Raytheon lands $887 million Air Force contract - Software Engineers To Be Hired
Friday, February 26, 2010
(From The Denver Post)
Raytheon Co. has been awarded a U.S. Air Force GPS-related contract worth about $886.5 million — a contract officials say will mean more than 300 new high-paying jobs in Colorado.
The six-year contract, announced Thursday, is to modernize ground- control support for the nation's current and future Global Positioning System satellites.
The contract for the Next Generation GPS Control Segment, or OCX, has options for support, sustainment and studies for a total potential award of $1.5 billion.
"This is a big deal for this campus, a big deal for this company and a very big deal for Colorado," said Bob Canty, Raytheon's vice president and program manager of the GPS Advanced Control Segment.
Canty said Raytheon's GPS team has been together for about five years, "and we will be expanding that team next week." Included in the contract are development and installation of hardware and software at GPS control stations at Schriever Air Force Base in Colorado Springs and Vandenberg Air Force Base in California; monitor stations at remote sites; and contractor-support options for five years.
For Raytheon, the contract means adding about 100 new employees this year to its 2,200-employee Aurora campus, where work focuses primarily on software development. Another 200 workers will be phased in next year.
Boeing Co., which is on Raytheon's team that has been pursuing the contract, also could add 50 to 60 jobs at its Aurora facility.
Teams led by Raytheon and Northrop Grumman have been competing for the contract, which involves GPS command and control of satellites and mission support.
Although Northrop Grumman also has operations in the state, the win by Raytheon means more jobs will come to Colorado than would have under Northrop Grumman's plan.
Every state is looking to land these types of jobs, which require highly skilled workers, Canty said.
"These are very, very skilled software engineers," said Dick Hinson, senior vice president of the Aurora Economic Development Council. "We are just so thrilled. This is just fantastic — with an exclamation point."

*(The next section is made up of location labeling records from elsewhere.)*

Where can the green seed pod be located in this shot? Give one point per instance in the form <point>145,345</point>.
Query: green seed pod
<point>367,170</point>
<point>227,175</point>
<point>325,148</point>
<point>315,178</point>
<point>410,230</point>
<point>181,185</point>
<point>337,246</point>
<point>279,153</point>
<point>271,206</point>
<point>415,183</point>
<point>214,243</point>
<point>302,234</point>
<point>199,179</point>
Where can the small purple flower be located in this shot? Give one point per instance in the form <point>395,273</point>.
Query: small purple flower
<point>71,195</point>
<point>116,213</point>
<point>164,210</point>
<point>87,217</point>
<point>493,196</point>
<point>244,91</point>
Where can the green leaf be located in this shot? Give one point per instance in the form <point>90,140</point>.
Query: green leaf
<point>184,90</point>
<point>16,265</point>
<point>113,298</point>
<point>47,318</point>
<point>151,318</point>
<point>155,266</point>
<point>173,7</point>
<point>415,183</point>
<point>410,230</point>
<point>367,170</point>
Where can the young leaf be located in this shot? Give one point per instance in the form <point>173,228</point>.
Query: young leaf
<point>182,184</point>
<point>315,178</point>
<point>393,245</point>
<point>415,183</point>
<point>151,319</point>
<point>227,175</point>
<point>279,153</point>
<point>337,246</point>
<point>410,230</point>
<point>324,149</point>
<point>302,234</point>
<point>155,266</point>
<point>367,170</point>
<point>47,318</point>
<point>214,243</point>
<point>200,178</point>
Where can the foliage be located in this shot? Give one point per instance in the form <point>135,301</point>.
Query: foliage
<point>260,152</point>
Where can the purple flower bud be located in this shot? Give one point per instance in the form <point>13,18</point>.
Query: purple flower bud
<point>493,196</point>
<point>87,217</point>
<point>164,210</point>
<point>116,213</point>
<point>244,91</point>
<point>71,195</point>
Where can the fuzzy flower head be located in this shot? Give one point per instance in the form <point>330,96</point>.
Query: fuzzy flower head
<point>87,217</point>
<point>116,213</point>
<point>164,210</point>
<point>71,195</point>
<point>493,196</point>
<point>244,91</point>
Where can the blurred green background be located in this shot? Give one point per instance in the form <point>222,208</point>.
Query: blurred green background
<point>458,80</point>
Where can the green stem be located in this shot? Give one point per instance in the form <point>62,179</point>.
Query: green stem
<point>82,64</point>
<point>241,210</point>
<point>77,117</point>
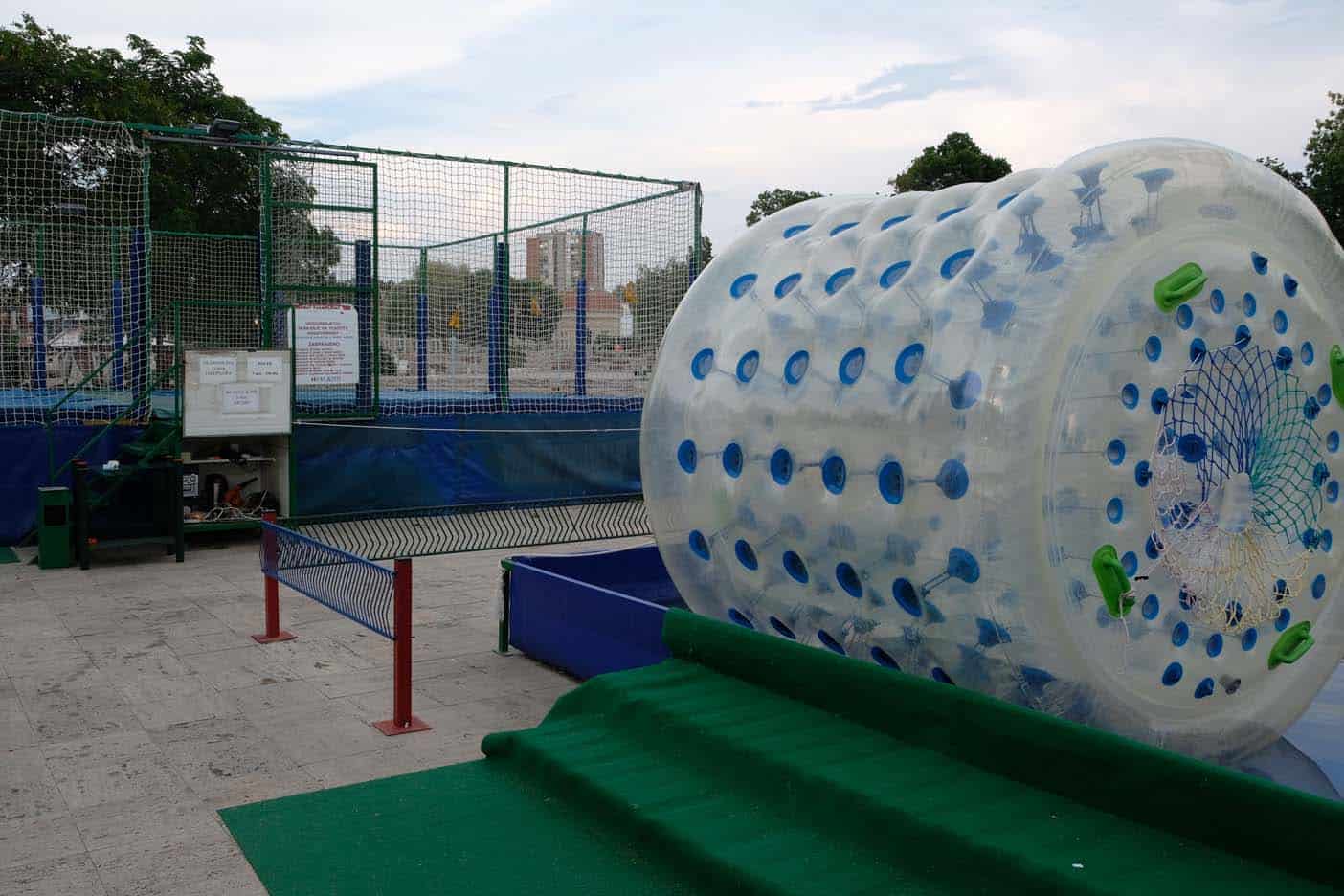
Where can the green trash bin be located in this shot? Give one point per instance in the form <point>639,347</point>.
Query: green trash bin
<point>54,526</point>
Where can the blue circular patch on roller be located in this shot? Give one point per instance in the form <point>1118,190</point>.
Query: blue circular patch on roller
<point>748,366</point>
<point>892,274</point>
<point>685,456</point>
<point>1172,673</point>
<point>732,459</point>
<point>742,285</point>
<point>787,285</point>
<point>1116,509</point>
<point>908,362</point>
<point>964,392</point>
<point>953,479</point>
<point>848,579</point>
<point>702,363</point>
<point>1151,607</point>
<point>795,566</point>
<point>1152,348</point>
<point>851,366</point>
<point>891,482</point>
<point>836,280</point>
<point>795,369</point>
<point>831,643</point>
<point>1130,395</point>
<point>906,596</point>
<point>834,475</point>
<point>953,263</point>
<point>781,466</point>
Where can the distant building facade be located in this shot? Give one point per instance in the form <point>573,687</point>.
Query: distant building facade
<point>556,258</point>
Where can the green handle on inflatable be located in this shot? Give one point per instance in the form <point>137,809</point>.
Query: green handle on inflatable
<point>1111,580</point>
<point>1337,372</point>
<point>1290,645</point>
<point>1179,286</point>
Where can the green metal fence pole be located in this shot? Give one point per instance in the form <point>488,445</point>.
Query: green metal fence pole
<point>263,247</point>
<point>504,297</point>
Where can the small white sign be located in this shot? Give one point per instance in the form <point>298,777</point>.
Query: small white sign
<point>263,369</point>
<point>218,369</point>
<point>239,399</point>
<point>326,346</point>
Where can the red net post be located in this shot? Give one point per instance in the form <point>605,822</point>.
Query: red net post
<point>270,552</point>
<point>403,722</point>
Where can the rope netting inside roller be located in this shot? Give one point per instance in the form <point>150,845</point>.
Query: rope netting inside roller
<point>1237,477</point>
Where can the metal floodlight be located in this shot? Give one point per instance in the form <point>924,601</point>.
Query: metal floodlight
<point>223,128</point>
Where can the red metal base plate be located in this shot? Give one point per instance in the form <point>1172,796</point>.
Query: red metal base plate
<point>390,727</point>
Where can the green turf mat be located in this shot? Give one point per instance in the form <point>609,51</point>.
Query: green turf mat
<point>750,765</point>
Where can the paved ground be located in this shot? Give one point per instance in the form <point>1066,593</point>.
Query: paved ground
<point>133,705</point>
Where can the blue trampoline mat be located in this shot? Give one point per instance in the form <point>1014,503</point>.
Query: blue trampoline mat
<point>602,612</point>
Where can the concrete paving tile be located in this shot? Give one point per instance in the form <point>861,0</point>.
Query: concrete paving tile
<point>119,781</point>
<point>239,668</point>
<point>156,871</point>
<point>15,729</point>
<point>381,763</point>
<point>78,712</point>
<point>27,786</point>
<point>66,876</point>
<point>133,823</point>
<point>191,706</point>
<point>38,839</point>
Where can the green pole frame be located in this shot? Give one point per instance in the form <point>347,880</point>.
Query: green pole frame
<point>268,300</point>
<point>504,299</point>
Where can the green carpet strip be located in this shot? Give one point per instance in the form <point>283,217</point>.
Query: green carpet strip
<point>751,765</point>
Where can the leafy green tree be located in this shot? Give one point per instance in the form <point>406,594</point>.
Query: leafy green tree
<point>955,160</point>
<point>1323,179</point>
<point>772,200</point>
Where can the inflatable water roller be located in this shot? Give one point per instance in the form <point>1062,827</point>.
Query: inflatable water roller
<point>1068,438</point>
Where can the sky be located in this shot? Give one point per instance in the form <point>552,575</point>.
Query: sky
<point>835,97</point>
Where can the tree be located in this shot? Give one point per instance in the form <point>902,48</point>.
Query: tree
<point>1323,179</point>
<point>772,200</point>
<point>955,160</point>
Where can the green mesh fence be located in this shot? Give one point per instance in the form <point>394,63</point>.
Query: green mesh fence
<point>72,223</point>
<point>476,285</point>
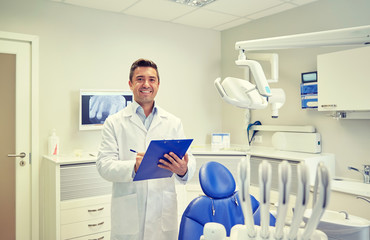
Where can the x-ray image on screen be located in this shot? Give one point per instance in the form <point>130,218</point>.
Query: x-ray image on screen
<point>97,106</point>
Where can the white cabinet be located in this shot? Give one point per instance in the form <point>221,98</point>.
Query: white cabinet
<point>75,200</point>
<point>344,80</point>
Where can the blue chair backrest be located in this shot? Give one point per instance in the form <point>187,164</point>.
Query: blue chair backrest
<point>221,203</point>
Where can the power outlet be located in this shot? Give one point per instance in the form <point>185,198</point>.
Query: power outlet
<point>257,139</point>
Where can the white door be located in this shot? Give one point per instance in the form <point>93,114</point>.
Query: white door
<point>15,139</point>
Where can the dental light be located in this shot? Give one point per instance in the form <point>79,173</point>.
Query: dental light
<point>244,94</point>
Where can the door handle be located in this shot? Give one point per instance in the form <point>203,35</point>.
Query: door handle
<point>21,155</point>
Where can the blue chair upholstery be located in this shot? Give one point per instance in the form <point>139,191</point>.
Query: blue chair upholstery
<point>220,204</point>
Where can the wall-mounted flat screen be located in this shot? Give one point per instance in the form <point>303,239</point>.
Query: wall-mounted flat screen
<point>97,105</point>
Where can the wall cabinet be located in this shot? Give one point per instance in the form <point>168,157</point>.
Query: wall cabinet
<point>75,200</point>
<point>344,80</point>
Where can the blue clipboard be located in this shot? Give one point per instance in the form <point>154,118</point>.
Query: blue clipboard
<point>148,168</point>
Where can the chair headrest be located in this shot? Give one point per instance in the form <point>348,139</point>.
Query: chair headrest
<point>216,180</point>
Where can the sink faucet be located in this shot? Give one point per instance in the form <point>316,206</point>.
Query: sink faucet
<point>365,172</point>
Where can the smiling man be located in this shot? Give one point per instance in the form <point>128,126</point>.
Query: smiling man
<point>142,210</point>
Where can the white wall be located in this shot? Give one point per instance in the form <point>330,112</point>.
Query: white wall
<point>89,49</point>
<point>347,139</point>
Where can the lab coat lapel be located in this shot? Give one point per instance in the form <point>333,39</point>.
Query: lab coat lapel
<point>134,118</point>
<point>158,119</point>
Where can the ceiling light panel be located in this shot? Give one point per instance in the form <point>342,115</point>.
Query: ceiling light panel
<point>242,8</point>
<point>272,11</point>
<point>194,3</point>
<point>163,10</point>
<point>204,18</point>
<point>106,5</point>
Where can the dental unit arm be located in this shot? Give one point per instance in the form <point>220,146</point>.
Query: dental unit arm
<point>244,94</point>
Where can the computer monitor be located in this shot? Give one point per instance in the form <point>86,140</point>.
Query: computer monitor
<point>97,105</point>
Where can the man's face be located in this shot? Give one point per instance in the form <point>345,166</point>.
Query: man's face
<point>144,85</point>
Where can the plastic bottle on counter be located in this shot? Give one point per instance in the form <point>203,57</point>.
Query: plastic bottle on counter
<point>53,143</point>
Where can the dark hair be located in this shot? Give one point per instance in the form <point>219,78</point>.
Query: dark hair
<point>143,63</point>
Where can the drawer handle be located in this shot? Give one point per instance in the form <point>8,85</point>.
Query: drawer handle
<point>97,238</point>
<point>95,225</point>
<point>96,210</point>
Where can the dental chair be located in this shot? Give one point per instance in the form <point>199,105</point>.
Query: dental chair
<point>220,204</point>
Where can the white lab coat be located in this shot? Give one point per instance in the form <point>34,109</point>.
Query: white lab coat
<point>141,210</point>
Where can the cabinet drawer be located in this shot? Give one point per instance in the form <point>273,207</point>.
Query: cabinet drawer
<point>81,181</point>
<point>85,213</point>
<point>79,229</point>
<point>98,236</point>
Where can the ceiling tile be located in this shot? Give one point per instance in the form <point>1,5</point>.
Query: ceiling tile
<point>302,2</point>
<point>164,10</point>
<point>107,5</point>
<point>241,8</point>
<point>204,18</point>
<point>231,24</point>
<point>272,11</point>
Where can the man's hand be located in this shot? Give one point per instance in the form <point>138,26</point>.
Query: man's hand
<point>175,164</point>
<point>139,158</point>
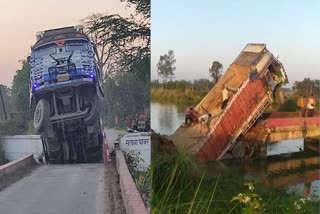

Boeing has about 300 employees in Aurora, and Raytheon is the eastern suburb's largest employer.
Hinson said the award comes as the federal budget is being cut back.
"Everybody is so concerned about where defense budgets are going," Hinson said. "There are hardly any big projects, but this is the big fish out there. A contract like this comes along and gives an opportunity to not only keep jobs but to hire people."
Tom Clark, executive vice president of the Metro Denver Economic Development Corp., said he knew the contract was in play. "But my word," he said, "after seeing a little dip in aerospace employment, this is welcome, welcome news."
Clark credited the award on the clustering of all the major defense and aerospace contractors in Colorado. "They end up partnering when they are all in one place," he said.
Colorado has slipped to No. 3 in aerospace employment, losing the No. 2 spot to Texas last year. Nearly 50,000 people work in aerospace in Colorado, with about 20,000 employed by private firms and another 28,000 in the military.
GPS is a satellite-based system that provides precise location, navigation and timing services to military and civilian customers.
The information is used in aviation, agriculture, warfare, transportation, scientific research and disaster services.
Accurate timing provided by GPS is used in banking, such as ATMs; controlling power grids; cellphones; and even pinpointing where farmers plant seeds.
GPS has three parts: satellites; monitoring and control stations on earth; and receivers owned by users.
Satellites broadcast signals that are picked up by the receivers, with each receiver providing three-dimensional location (latitude, longitude and altitude) and time.
GPS receivers were popular gifts last holiday season, with consumers using them for driving, boating, walking and running.